Research output: Contribution to journalArticle

Abstract

Butyric acid and its various analogues are known to stimulate fetal hemoglobin synthesis in certain mammalian erythroleukemia cell lines and in patients affected with hemoglobinopathy disorders. Accelerated erythropoiesis and/or increased transcription are two possible mechanisms to explain induction of the Aγ gene by butyrate compounds. Increased transcription may be mediated by inhibition of histone deacetylase with resulting nucleosome deslabilization, and/or the binding of a butyrate induced trans-factor to the Aγ promoter. Previous truncational analysis of the Aγ promoter, using transgenic mice and mouse erythroleukemia cells, demonstrated that extension of the promoter from -822 to -893 resulted in a significant increase in Aγ mRNA production following treatment with α-amino butyric acid. This DNA sequence may serve as a binding site for butyrate induced nuclear trans-factors. The protein binding pattern in this region was analyzed by gel mobility shift assay. Synthetic oligonucleotides representing the 3′ and 5′ halves of this 71 base pair region were end labeled with [γ-32P]dATP and incubated with nuclear extracts from HeLa cells and butyrate induced and uninduced K562 cells.
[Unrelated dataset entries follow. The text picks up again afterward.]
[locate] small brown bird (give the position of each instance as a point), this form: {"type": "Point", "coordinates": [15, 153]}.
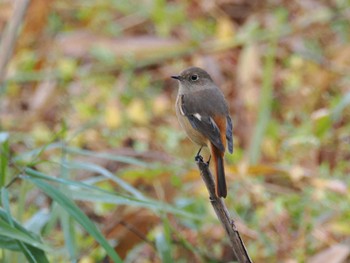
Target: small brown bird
{"type": "Point", "coordinates": [203, 113]}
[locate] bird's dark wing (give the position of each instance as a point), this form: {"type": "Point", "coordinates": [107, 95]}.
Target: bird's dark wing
{"type": "Point", "coordinates": [229, 133]}
{"type": "Point", "coordinates": [202, 122]}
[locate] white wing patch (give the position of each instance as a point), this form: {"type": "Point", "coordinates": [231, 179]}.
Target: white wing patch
{"type": "Point", "coordinates": [198, 116]}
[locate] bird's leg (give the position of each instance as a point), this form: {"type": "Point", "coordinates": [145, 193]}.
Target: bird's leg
{"type": "Point", "coordinates": [198, 157]}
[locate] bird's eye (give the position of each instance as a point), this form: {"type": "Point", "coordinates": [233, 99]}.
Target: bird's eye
{"type": "Point", "coordinates": [194, 77]}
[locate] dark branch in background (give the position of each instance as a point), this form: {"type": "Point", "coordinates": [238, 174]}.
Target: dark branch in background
{"type": "Point", "coordinates": [222, 213]}
{"type": "Point", "coordinates": [8, 37]}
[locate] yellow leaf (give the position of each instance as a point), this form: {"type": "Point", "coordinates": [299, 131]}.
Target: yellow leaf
{"type": "Point", "coordinates": [225, 29]}
{"type": "Point", "coordinates": [136, 112]}
{"type": "Point", "coordinates": [112, 116]}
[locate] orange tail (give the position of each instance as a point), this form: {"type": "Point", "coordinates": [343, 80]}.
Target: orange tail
{"type": "Point", "coordinates": [221, 189]}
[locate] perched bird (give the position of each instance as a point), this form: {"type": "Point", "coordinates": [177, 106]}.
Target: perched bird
{"type": "Point", "coordinates": [203, 113]}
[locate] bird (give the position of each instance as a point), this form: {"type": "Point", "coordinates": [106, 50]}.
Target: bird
{"type": "Point", "coordinates": [203, 113]}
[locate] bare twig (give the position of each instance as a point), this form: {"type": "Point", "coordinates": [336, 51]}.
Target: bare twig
{"type": "Point", "coordinates": [222, 213]}
{"type": "Point", "coordinates": [9, 35]}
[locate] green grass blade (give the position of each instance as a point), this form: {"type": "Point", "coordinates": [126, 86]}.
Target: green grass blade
{"type": "Point", "coordinates": [32, 254]}
{"type": "Point", "coordinates": [265, 103]}
{"type": "Point", "coordinates": [4, 155]}
{"type": "Point", "coordinates": [99, 195]}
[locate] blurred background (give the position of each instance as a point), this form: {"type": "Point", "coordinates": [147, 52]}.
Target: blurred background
{"type": "Point", "coordinates": [89, 133]}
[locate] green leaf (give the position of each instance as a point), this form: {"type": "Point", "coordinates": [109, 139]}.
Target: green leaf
{"type": "Point", "coordinates": [71, 208]}
{"type": "Point", "coordinates": [31, 253]}
{"type": "Point", "coordinates": [99, 195]}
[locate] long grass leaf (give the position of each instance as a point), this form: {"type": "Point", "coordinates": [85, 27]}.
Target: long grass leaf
{"type": "Point", "coordinates": [71, 208]}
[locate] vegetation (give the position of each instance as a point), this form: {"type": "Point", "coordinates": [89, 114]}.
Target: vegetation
{"type": "Point", "coordinates": [93, 163]}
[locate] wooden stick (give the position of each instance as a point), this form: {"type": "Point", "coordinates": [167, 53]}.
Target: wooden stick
{"type": "Point", "coordinates": [222, 213]}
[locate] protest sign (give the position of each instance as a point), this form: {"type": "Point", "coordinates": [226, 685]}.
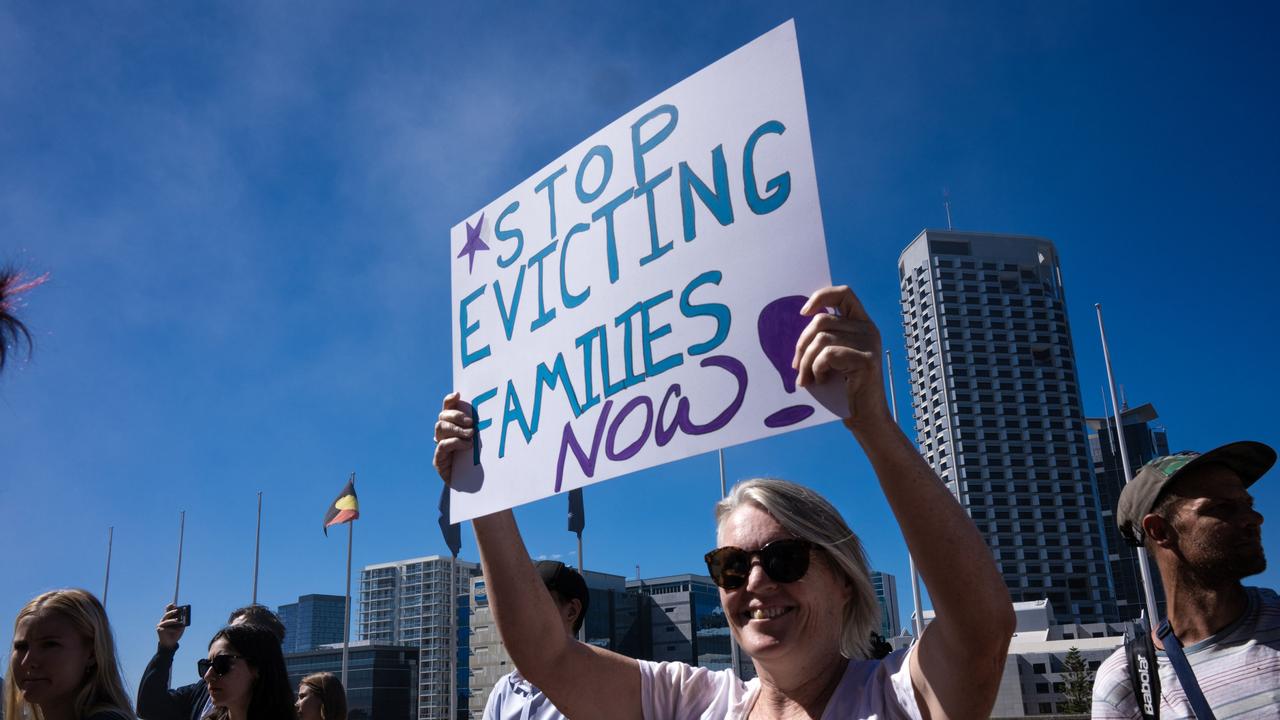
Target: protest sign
{"type": "Point", "coordinates": [638, 300]}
Following gel electrophoresis, three major retarded bands were observed. The lower two bands represented specific DNA-protein interactions between the 3′ (-822 to -856) probe and K562 extracts. The middle band showed decreased binding in induced K562 cells. The lower band showed increased binding in K562 cells induced with butyrate; comparable binding with HeLa nuclear extract suggests this protein is non-erythroid specific. No significant change in protein binding to the 5′ (-857 to -893) probe was observed. These data suggest that induction of Aγ gene expression by butyrate may involve altered DNA-protein interactions in the -822 to -856 region of the Aγ promoter.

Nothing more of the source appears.